6. The method according to claim 1, characterized in that, The feature data includes at least one of the following: general input / output port information, register-configurable port item information, and register configuration sequence information; the functional data includes at least one of the following: general input / output name information, model information, signal direction information, output enable control information, register read / write control information, pull-up / pull-down resistor control information, drive strength control information, and Schmitt trigger control information.
7. A code generation device for a chip universal input / output controller, characterized in that, The device includes: The first configuration module is used to build a configuration file, which is used to record the characteristic data of the general input and output of the system-on-a-chip.

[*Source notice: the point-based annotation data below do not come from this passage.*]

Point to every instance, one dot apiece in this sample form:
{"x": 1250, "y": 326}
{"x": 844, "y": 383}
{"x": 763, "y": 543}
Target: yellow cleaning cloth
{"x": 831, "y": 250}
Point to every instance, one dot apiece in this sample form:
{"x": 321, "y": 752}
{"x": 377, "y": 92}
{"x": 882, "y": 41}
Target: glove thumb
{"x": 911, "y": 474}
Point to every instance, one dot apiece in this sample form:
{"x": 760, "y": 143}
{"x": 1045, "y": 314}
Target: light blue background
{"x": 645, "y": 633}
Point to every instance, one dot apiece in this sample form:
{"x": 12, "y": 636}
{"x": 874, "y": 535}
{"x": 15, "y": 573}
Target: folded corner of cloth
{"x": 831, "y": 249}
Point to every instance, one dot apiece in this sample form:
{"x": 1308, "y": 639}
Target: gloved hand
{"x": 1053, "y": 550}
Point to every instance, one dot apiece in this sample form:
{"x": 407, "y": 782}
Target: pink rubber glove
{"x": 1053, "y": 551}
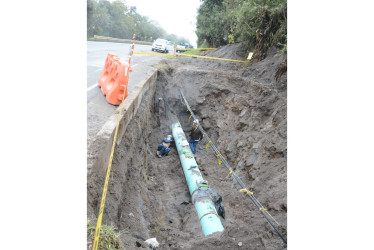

The second configuration module is used to construct a configuration table, which is used to record the general input and output functional data of the system-on-a-chip. The processing module is used to execute a script program, which reads the feature data and function data of the configuration file and the configuration table respectively and stores them respectively; The code generation module is used to automatically generate the code for each module of the general input / output based on the feature data and the functional data through the script program, thereby completing the code generation of the general input / output controller of the system-on-a-chip.
8. A computer device, characterized in that, It includes a memory and a processor, the memory storing a computer program, and the processor executing the computer program to implement the steps of the method according to any one of claims 1 to 6.
9. A computer-readable storage medium, characterized in that, It stores a computer program thereon, which, when executed by a processor, implements the steps of the method according to any one of claims 1 to 6.
10. A computer program product, characterized in that, Includes a computer program that, when executed by a processor, implements the steps of the method according to any one of claims 1 to 6.